Doubtless you'll dismiss everything as ever but here goes. Pay attention.Perpetual Student said:How about responding to the following with a substantive argument:
The point is that your unfounded belief that a minus sign effects "footing" -- whatever you think that means -- is misguided.
No it isn't. That minus sign on the invariant Lorentz interval makes it crystal clear that we don't treat time on an equal footing with space. We treat the x dimension on an equal footing with the y dimension, and the z dimension. But not the t dimension.
The equations of relativity treat time as a dimension with a conversion factor. That is a mathematical truth.
It isn't a conversion factor between distance and time, but we've been through all that. Yes, the equations of relativity treat time as a dimension. Because it is a dimension. But it's a dimension of measure rather than a dimension that offers freedom of motion. Do you understand this distinction? We can hop backwards a metre but we can't hop backwards a second. We can go to another place. We can't go to another time.

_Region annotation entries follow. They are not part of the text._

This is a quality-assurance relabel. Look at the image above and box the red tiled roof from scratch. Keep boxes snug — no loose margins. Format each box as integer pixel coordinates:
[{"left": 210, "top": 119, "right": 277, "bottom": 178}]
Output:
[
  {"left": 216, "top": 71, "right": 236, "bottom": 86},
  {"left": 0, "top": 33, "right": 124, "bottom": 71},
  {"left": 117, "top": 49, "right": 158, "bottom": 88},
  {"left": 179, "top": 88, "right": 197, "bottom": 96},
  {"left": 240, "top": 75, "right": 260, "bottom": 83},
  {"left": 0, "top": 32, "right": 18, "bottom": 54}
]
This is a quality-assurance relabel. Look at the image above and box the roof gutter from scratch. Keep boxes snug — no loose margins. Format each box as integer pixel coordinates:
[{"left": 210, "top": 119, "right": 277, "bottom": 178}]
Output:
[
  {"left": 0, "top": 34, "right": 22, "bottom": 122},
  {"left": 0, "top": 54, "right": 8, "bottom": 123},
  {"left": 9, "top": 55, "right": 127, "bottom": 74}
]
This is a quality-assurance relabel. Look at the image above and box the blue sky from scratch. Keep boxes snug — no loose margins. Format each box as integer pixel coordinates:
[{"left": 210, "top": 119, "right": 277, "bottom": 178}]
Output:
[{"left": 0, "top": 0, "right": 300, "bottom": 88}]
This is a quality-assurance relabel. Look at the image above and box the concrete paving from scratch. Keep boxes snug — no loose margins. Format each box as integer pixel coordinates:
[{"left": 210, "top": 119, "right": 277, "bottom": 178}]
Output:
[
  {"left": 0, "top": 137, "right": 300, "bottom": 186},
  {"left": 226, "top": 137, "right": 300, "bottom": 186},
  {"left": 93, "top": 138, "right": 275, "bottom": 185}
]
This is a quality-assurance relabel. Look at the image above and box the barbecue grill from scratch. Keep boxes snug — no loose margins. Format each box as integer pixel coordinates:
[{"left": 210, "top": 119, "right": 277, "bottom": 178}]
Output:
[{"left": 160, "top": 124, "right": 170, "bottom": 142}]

Time is real, it is fundamental, it is a dimension in our most accurate and important model of the behavior of the universe.
I'm on record as saying time exists like heat exists, and is real enough. But heat is an emergent property of motion, not something fundamental. If nothing moves there is no heat, and there is no time. So time isn't fundamental either. But if things do move, things like clocks, then we give a cumulative display of their motion and call it the time. It's things that move, through space, and time is a measure of it. Which is why we call it a dimension. But because it's a measure of things that move, we cannot move through it, and it itself does not move. It does not literally pass or flow.
Motion is defined mathematically by Δx/Δt; there is no other definition of motion nor is there any physics with time as a derived quantity.
And t is said to be measured by a clock, but when you actually look at that clock, why, there are things moving in there, regularly, cyclicly. The thing you call the time is nothing more than some count, some accumulation of that regular cyclic motion. And the best clock you've got is an optical clock. Yes, that operates through the motion of light. So Δx/Δt is nothing more than a comparison of one motion with another. Ever seen the Twilight Zone episode A little peace and quiet? A harried housewife finds a medallion that gives her the power to freeze time. When she shouts stop, everybody around her freezes like a statue. But she doesn't actually stop time. What she stops is motion. Think it through. Perhaps then you'd like to talk about whether the speed of light is constant.